Rising to the Capitoline, the Theater of Marcellus, completed by Augustus and named for his nephew. The rising sequence of orders is Doric and Ionic; a top tier, if consistent with the sequence in the Colosseum, would have been Corinthian. It has been privately owned since the 11th century, and its conversion to residential and commercial use has been deplored for a long time: Murray's Handbook of Rome (1894) complains that the theater is "disfigured by the dirty shops which occupy the lower tier of arches."
The Pantheon, roughly midway between the Roman Forum and Hadrian's Tomb, was begun in 27 B.C. by Marcus Agrippa, the son-in-law of Augustus, whose victory at Actium it was intended to celebrate. A lightning strike destroyed the temple, which was replaced by order of Hadrian, who also guided its design. The Pantheon was made into a church in 609 and lost its bronze-gilt roof tiles shortly thereafter. They were sent to Constantinople and replaced by lead.

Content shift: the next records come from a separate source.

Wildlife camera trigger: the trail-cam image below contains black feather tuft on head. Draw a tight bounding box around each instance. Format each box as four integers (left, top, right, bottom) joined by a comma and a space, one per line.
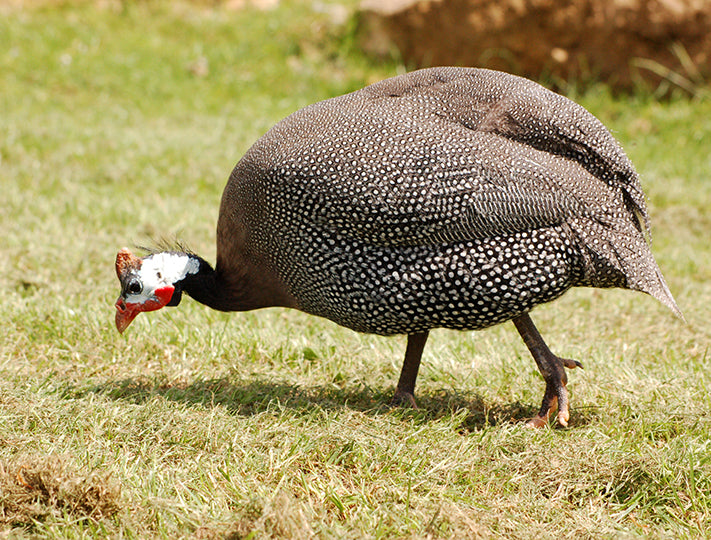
134, 236, 197, 257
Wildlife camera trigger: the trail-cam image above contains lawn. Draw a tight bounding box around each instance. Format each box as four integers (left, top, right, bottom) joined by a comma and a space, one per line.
1, 1, 710, 538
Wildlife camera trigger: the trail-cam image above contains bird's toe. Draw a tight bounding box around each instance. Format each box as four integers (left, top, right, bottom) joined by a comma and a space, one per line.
526, 414, 551, 428
559, 357, 583, 370
556, 409, 570, 427
527, 394, 557, 428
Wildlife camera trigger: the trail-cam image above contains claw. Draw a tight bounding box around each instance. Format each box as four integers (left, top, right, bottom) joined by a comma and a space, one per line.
560, 357, 584, 370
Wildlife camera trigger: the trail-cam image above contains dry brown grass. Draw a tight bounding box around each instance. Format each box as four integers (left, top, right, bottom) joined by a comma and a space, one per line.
0, 455, 120, 530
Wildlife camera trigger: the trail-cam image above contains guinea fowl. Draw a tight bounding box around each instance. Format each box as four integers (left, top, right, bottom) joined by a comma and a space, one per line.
114, 67, 681, 427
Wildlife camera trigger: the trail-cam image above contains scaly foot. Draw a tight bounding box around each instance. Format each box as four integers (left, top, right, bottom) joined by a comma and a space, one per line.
527, 354, 582, 428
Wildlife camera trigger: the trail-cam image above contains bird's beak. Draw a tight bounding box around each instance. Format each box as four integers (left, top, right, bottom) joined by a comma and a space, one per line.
114, 286, 176, 334
115, 296, 141, 334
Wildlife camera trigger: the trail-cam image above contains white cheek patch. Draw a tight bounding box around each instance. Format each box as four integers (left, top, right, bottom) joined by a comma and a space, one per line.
125, 253, 200, 304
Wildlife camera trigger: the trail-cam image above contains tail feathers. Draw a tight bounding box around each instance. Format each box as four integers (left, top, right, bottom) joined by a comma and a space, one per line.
570, 218, 683, 320
608, 239, 684, 320
631, 264, 684, 321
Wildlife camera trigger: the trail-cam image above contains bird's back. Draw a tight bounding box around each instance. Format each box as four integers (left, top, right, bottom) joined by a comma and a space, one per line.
217, 67, 679, 331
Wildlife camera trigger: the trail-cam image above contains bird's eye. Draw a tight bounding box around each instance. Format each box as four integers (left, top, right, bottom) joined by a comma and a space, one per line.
127, 279, 142, 295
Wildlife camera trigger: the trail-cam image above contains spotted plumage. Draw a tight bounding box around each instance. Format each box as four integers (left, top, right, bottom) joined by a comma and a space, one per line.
221, 67, 678, 331
115, 67, 680, 427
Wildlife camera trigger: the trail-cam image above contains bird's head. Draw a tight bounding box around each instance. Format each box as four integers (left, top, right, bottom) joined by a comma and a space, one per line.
114, 247, 199, 333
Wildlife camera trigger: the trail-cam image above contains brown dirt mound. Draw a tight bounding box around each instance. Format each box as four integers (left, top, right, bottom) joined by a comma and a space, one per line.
359, 0, 711, 94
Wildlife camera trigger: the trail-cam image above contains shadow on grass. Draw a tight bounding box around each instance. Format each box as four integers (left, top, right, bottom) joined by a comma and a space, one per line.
64, 376, 599, 431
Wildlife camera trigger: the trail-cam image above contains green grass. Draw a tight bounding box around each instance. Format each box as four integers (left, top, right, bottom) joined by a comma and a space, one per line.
1, 1, 710, 538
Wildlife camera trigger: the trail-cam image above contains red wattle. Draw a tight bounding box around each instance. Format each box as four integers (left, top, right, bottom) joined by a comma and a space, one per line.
153, 286, 175, 307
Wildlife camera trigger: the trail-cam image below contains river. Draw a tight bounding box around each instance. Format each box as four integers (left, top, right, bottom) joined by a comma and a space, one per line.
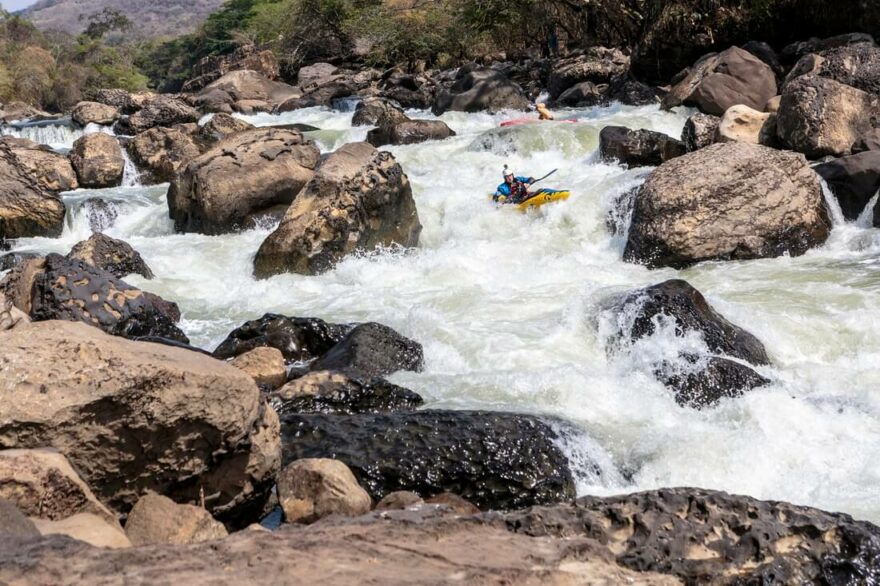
4, 102, 880, 523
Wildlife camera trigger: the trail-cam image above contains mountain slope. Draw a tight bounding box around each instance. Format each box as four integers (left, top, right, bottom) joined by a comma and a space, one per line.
21, 0, 226, 38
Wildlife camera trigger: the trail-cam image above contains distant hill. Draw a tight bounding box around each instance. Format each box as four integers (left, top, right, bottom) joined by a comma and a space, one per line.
20, 0, 226, 38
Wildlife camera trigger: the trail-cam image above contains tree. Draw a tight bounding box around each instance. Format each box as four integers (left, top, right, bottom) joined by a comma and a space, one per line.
80, 8, 133, 40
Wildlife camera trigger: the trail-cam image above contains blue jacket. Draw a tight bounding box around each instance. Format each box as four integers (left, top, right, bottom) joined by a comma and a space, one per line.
494, 176, 532, 201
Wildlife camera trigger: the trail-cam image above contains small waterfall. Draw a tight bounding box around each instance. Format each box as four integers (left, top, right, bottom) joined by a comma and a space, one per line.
120, 146, 142, 187
856, 188, 880, 228
819, 178, 846, 226
1, 118, 83, 150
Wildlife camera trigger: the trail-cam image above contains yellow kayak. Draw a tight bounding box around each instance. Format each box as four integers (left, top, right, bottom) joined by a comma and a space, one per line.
493, 189, 571, 212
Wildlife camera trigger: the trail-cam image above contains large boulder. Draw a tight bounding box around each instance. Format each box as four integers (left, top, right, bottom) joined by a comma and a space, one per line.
555, 81, 604, 107
310, 322, 424, 378
624, 142, 830, 268
120, 95, 200, 135
190, 70, 301, 114
128, 126, 204, 185
787, 44, 880, 95
183, 45, 281, 93
780, 33, 876, 64
378, 70, 438, 109
277, 459, 372, 524
599, 126, 685, 168
602, 280, 771, 407
0, 320, 281, 525
213, 313, 351, 362
546, 47, 631, 99
168, 128, 320, 235
816, 151, 880, 221
715, 104, 778, 146
366, 120, 456, 147
662, 47, 778, 116
68, 133, 124, 189
777, 75, 880, 158
253, 142, 421, 277
0, 141, 66, 239
124, 493, 228, 546
200, 113, 254, 142
71, 101, 119, 127
0, 449, 120, 526
432, 68, 529, 115
352, 97, 408, 127
0, 254, 186, 342
681, 112, 720, 152
91, 88, 144, 115
281, 411, 577, 510
67, 232, 154, 280
0, 136, 77, 193
270, 370, 423, 416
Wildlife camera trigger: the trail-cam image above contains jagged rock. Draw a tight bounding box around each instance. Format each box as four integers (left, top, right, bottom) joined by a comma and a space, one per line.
190, 70, 301, 114
168, 128, 320, 235
599, 126, 685, 168
230, 347, 288, 390
125, 493, 228, 546
128, 126, 204, 185
0, 135, 78, 193
787, 43, 880, 95
681, 112, 720, 152
624, 142, 830, 268
0, 141, 66, 239
366, 119, 455, 147
213, 314, 351, 362
183, 45, 280, 93
32, 513, 131, 549
0, 499, 40, 539
816, 151, 880, 220
254, 142, 421, 277
432, 68, 529, 115
67, 233, 153, 280
200, 113, 254, 141
605, 75, 663, 106
0, 254, 185, 342
603, 279, 770, 407
378, 70, 437, 109
91, 89, 142, 115
281, 411, 577, 510
662, 47, 778, 115
120, 95, 200, 135
777, 75, 880, 158
781, 33, 876, 63
270, 370, 423, 415
0, 449, 119, 526
69, 133, 124, 189
0, 320, 280, 526
352, 97, 408, 127
715, 104, 778, 146
310, 322, 423, 378
547, 47, 631, 99
71, 101, 119, 127
277, 459, 372, 524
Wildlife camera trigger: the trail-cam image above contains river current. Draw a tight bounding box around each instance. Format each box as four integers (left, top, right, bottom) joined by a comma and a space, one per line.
4, 103, 880, 522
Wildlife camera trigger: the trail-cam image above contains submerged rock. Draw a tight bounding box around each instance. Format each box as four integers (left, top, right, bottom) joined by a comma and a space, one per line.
0, 320, 280, 526
281, 410, 577, 510
168, 128, 320, 235
599, 126, 685, 168
213, 313, 351, 362
624, 142, 830, 268
270, 370, 424, 415
254, 142, 421, 277
277, 459, 372, 524
69, 133, 124, 189
67, 232, 154, 280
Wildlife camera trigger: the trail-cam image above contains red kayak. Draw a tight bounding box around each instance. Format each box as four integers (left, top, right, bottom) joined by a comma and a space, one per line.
500, 118, 578, 128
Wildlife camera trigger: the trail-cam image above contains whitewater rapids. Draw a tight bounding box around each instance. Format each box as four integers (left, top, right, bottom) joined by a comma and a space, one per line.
4, 103, 880, 523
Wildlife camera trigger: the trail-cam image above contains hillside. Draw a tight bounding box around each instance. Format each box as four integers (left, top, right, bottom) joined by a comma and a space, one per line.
21, 0, 225, 38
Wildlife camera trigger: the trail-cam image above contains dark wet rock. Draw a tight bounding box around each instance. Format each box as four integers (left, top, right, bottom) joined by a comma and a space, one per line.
254, 142, 420, 277
83, 199, 120, 232
168, 128, 320, 235
67, 233, 154, 280
781, 33, 876, 64
281, 410, 577, 510
69, 133, 124, 189
546, 47, 630, 100
213, 313, 352, 362
816, 151, 880, 221
605, 75, 663, 106
0, 499, 40, 539
507, 487, 880, 585
555, 81, 604, 107
662, 47, 778, 116
128, 126, 204, 185
742, 40, 785, 82
853, 128, 880, 153
0, 251, 40, 272
599, 126, 686, 168
681, 112, 721, 152
366, 119, 455, 147
270, 370, 423, 415
310, 322, 423, 378
432, 68, 529, 115
352, 97, 408, 127
624, 142, 830, 269
378, 70, 438, 109
0, 254, 186, 343
603, 279, 770, 407
777, 75, 880, 158
0, 320, 280, 527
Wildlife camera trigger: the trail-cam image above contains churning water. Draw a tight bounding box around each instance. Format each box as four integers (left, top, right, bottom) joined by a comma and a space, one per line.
5, 104, 880, 522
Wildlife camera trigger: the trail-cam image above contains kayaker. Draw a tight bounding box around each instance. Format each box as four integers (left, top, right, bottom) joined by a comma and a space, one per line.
536, 103, 554, 120
494, 166, 535, 204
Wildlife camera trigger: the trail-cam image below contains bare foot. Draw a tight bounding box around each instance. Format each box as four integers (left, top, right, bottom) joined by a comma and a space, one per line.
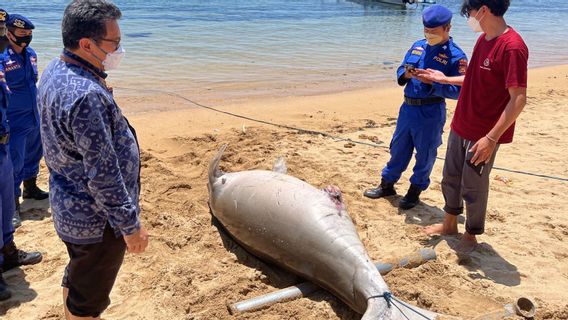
424, 213, 458, 235
456, 232, 478, 254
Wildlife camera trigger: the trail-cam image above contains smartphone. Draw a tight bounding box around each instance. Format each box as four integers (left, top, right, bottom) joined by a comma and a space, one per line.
404, 64, 416, 73
466, 152, 485, 177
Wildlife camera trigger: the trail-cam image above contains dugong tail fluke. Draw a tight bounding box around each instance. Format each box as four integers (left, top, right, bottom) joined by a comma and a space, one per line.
208, 144, 228, 191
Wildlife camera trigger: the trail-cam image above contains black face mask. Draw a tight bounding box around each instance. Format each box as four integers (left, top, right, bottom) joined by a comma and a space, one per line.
0, 35, 9, 52
10, 32, 32, 47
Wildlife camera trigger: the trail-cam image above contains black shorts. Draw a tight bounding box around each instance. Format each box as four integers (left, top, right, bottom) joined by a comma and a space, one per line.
62, 224, 127, 317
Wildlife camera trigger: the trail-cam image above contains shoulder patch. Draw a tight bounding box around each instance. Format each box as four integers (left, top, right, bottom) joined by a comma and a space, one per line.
458, 58, 468, 75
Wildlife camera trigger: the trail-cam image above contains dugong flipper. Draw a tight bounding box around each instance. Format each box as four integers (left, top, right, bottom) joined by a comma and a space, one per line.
208, 144, 438, 320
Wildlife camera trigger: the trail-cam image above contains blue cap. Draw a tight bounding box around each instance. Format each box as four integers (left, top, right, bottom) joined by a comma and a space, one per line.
422, 5, 452, 28
7, 14, 34, 30
0, 9, 8, 24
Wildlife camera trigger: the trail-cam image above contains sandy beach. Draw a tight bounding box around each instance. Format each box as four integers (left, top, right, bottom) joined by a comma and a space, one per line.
1, 64, 567, 320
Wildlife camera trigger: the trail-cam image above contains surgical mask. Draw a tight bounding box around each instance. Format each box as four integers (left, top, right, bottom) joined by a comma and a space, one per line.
424, 32, 444, 46
92, 41, 126, 71
11, 33, 32, 47
467, 10, 485, 33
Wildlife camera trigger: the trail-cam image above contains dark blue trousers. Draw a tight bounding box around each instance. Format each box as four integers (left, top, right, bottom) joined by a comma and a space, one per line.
0, 144, 16, 265
381, 102, 446, 190
9, 124, 43, 198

That wasn't the only change. Originally, metal shafts rose from the capitals to the roof, but they were hauled off in 1632 and made into the canopy supports at St. Peters.
The ancient inscription is Hadrianic self-effacement, because it reads Marcus Agrippa, L.F. Cos. Tertium Fecit, meaning "Marcus Agrippa, son of Lucius, consul for the third time, had [this building] made." The metal letters were set in 1894: we're used to them now, but they were deplored at the time. The pediment relief is long gone. The columns, by the way, are single blocks of Egyptian granite, 46.5 feet high; the capitals and bases are marble.
The coffered dome--142 feet in both height and diameter--is of brick and mortar, not concrete. It is lit by an extraordinary 28-foot apical aperture or eye.
The paving, including this porphyry disc, is another contribution from Pius IX.